Apple Unveils Siri AI and Foundation Models Framework at WWDC 2026

1. Apple Unveils Siri AI and Foundation Models Framework at WWDC 2026

At WWDC 2026, Apple announced a major overhaul of its AI ecosystem, introducing Siri AI powered by Google Gemini technology. For developers, the most significant updates lie in the expanded Foundation Models framework, which now supports image input, custom skills, and server-side execution. Apple is also offering free access to its Foundation Models within Private Cloud Compute for indie developers with fewer than 2 million App Store downloads, significantly lowering the cost of AI experimentation. Additionally, Xcode's coding assistant has been upgraded to support agentic coding, localization, and simulated device interactions.

• Apple introduced Siri AI, a rebuilt assistant utilizing Google Gemini models for advanced conversational and systemwide app-interaction capabilities.
• The updated Foundation Models framework now supports image input, custom skills, and server-side model execution.
• Developers with fewer than 2 million first-time App Store downloads can access Apple's Foundation Models in Private Cloud Compute with no cloud API costs.
• Xcode's coding assistant has been updated to handle app localization, interact with simulated devices, and support custom skills.
• Apple expanded App Intents support to allow third-party applications to integrate directly with Siri.

Developers can now build agentic workflows using Apple's updated Foundation Models framework, leverage custom skills in Xcode, and access Private Cloud Compute with zero cloud API costs if they have fewer than 2 million downloads.

SOURCES

[1] [2] [3] [4] [5] [6] [7] [8] [9] [10] [11] [12] [13] [14] [15] [16] [17] [18] [19] [20] [21] [22] [23] [24] [25] [26]

2. Xiaomi and TileRT Push 1-Trillion-Parameter MoE Model Past 1000 TPS

Xiaomi's MiMo team, in collaboration with the TileRT systems group, has released MiMo-V2.5-Pro-UltraSpeed, a high-speed serving mode for their 1-trillion-parameter Mixture-of-Experts (MoE) model. By combining MXFP4 quantization, DFlash speculative decoding, and the TileRT persistent engine runtime, the system achieves decoding speeds over 1000 tokens per second on a standard 8-GPU commodity node without relying on custom hardware like Cerebras or Groq.
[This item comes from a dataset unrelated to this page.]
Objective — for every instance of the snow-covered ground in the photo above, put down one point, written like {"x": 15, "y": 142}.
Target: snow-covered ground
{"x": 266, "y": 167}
The team has open-sourced the model checkpoint on Hugging Face and released select TileRT modules on GitHub, while also offering a limited API trial.

• Xiaomi and TileRT released MiMo-V2.5-Pro-UltraSpeed, achieving decoding speeds exceeding 1000 tokens per second on a single 8-GPU commodity node.
• The performance is driven by MXFP4 quantization on MoE experts, DFlash speculative decoding, and the TileRT persistent engine runtime.
• DFlash speculative decoding uses block-level masked parallel prediction to achieve an average acceptance length of 6.30 in coding tasks.
• Xiaomi open-sourced the MiMo-V2.5-Pro-FP4-DFlash checkpoint on Hugging Face and released select TileRT modules on GitHub.
• An application-based API trial is available from June 9 to June 23, 2026, priced at three times the standard MiMo-V2.5-Pro rate.

Developers can now run ultra-fast inference on a massive 1-trillion-parameter Mixture-of-Experts model using standard commodity hardware rather than specialized wafer-scale chips.

SOURCES

[1] [2] [3]

3. DeepSeek V4 Pro Outperforms GPT-5.5 Pro on Precision Benchmark

In a recent benchmark matchup, DeepSeek V4 Pro outperformed GPT-5.5 Pro with a score of 38.0 to 33.0, showcasing superior precision and reliability. During a python log redactor task, DeepSeek V4 Pro demonstrated its strict adherence to constraints by successfully utilizing a single regex and replacer to handle overlapping patterns. In contrast, GPT-5.5 Pro failed to handle the task as effectively, opting to split the work across multiple regexes.

• DeepSeek V4 Pro defeated GPT-5.5 Pro in a benchmark matchup with a score of 38.0 to 33.0.
• The model demonstrated higher reliability and stricter adherence to constraints compared to GPT-5.5 Pro.
• On a python log redactor task, DeepSeek V4 Pro successfully used a single regex and replacer to handle overlapping patterns, whereas GPT-5.5 Pro split the work across multiple regexes.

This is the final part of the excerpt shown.